Oh, and the bees? Not one sting.

Go figure, huh?

A big thank you to the L.A. County Lifeguards, the EMTs from L.A.F.D. Station 69 in Pacific Palisades, and the ER staff at St. John’s Health Center in Santa Monica — you guys are the best. Streetsblog reviews Dodger Stadium’s new combination bike rack and smoking lounge. The Times’ Joel Stein misses the good old days of bikers on dope. And finally, Councilmember Tom LaBonge is big on bikes, as long as their riders aren’t into holiday lights.

16 comments

  1. goodbear says:

    i read this and all i could say was, “oh my god.” so glad you had your helmet on, but that is a crazy, scary story.

    glad you’re back riding!

  2. Holy crap!!!

    I hope you heal fast. That is the story of a lifetime.

  3. Laurie says:

    I can’t believe it! I stumbled across your story and had to tell you that I have encountered bees too only my outcome was a safe arrival at home. I am a new rider and came across a swarm towards the end of my ride on Esplanade (the road) right before finishing my ride in Redondo Beach. Scary. I dodged them too unsure what to do and where to go. You just hope and pray for the best and my experience turned out much different. Glad you’re doing better!

  4. bikinginla says:

    Thank you all for all the kind words. It’s been a long, hard road back, but at least I’ve got a good story to tell.

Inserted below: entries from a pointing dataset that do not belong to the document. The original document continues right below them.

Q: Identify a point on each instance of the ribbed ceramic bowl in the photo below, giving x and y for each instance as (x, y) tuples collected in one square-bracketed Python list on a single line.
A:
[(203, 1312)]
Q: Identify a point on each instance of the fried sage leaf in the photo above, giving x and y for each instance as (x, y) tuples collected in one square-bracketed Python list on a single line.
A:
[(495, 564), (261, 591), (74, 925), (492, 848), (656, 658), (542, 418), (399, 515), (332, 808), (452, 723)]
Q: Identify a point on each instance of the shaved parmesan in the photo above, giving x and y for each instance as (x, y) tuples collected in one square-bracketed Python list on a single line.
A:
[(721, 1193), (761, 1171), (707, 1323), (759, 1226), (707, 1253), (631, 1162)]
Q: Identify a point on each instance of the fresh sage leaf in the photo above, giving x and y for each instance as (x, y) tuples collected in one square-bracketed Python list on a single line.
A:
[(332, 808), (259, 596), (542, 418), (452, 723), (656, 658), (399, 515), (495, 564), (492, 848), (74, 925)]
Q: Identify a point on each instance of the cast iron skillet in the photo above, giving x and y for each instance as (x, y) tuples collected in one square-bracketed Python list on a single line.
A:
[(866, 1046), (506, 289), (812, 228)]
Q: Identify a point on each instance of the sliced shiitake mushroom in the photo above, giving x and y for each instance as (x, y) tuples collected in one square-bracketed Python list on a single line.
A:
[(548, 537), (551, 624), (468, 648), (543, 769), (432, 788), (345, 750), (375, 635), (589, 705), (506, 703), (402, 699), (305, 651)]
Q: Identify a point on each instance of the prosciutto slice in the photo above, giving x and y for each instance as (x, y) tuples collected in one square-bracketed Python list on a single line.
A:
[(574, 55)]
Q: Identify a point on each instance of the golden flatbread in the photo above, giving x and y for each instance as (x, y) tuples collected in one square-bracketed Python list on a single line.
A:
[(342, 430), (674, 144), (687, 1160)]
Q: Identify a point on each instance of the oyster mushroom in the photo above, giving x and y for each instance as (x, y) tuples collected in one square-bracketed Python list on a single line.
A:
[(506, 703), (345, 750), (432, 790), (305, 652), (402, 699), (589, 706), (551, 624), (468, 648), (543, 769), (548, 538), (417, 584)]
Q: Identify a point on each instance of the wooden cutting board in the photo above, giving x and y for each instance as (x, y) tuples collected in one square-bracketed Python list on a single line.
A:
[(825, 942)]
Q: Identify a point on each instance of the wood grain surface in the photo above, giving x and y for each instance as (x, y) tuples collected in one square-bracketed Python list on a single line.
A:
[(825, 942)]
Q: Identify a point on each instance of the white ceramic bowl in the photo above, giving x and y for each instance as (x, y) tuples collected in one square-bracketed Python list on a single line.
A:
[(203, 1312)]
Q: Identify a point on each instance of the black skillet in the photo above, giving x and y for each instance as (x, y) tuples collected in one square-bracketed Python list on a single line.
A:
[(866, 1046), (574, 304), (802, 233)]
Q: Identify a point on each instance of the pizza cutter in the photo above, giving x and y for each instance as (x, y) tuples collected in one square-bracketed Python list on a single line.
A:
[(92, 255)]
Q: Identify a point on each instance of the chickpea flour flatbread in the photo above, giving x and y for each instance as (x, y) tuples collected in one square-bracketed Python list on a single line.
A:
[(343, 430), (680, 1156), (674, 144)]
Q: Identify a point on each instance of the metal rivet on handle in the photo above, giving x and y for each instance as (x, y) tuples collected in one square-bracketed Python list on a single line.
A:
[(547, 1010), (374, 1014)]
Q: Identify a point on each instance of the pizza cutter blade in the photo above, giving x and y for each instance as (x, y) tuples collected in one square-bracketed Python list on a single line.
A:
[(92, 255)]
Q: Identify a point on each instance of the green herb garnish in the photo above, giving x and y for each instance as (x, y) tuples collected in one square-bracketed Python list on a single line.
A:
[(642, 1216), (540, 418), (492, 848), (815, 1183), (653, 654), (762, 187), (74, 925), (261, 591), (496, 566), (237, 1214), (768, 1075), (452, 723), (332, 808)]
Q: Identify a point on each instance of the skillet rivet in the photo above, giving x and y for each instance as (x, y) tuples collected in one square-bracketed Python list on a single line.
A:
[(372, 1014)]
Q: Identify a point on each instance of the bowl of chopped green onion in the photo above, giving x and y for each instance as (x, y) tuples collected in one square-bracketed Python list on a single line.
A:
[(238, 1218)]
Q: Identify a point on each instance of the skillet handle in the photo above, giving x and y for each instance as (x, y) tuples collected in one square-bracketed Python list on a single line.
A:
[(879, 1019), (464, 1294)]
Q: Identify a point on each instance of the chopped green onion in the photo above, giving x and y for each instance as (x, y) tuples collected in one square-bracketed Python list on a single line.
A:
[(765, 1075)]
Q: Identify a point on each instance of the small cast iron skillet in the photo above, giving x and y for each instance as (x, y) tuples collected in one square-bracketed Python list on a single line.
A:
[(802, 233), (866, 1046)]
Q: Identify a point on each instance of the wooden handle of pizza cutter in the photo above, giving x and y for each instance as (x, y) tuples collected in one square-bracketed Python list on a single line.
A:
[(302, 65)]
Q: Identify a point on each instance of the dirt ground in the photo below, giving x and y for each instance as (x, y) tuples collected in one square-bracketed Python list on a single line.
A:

    Laurie, glad you had a better outcome than I did. Keep up the riding — maybe I’ll see you on the road sometime.

  5. Penny says:

    There must have been some amazing, revolutionary, sentive, brave and strong woman who bought you your first helmet, eh? Hee hee.

  6. bikinginla says:

    That would be my loving sister, who gave me my very first helmet the day after my first serious biking accident over 20 year ago. And thanks to her, I’ve worn one ever since.

    Now if she’d just buy me a good bee suit…

  7. thundercourage says:

    Wow. The bees part is so surreal. I feel you though, I’ve been hit by two cars (whilst in a bike lane no less!) and have had my fair share of gnarly unforseen mishaps on the bike. I’m so very glad that you are writing this.
    Working towards the revoluotion.
    Courage

  8. cb says:

    Man, fuck bees.

    I can’t believe you didn’t get stung. Still no idea whether or not your allergic, then, eh?

  9. bikinginla says:

    Nope, no idea. And God willing, I won’t find out anytime soon.

  10. […] as well as his 20th riding the streets of L.A. He is perhaps best known for surviving the Infamous Beachfront Bee Incident; the bees have yet to […]

  11. […] about his encounter with a swarm of thousands of bees, you no longer have an excuse – here is the link! Frightening, is all I can say. So, no, I am not complaining about my bee sting, no […]

  12. Gina says:

    You’re Indian name is; “Dances With Bees”

  13. […] I never ride without one — and credit mine for saving my life in the Infamous Beachfront Bee Encounter a few years back — I think making helmet use mandatory would be […]

  14. Steve A says:

    My only biking encounter with bees involved one getting through a vent on my helmet and then not being able to get back out until she got really PO’d and decided to teach me a lesson, so my perspective on bees and helmets is a little different.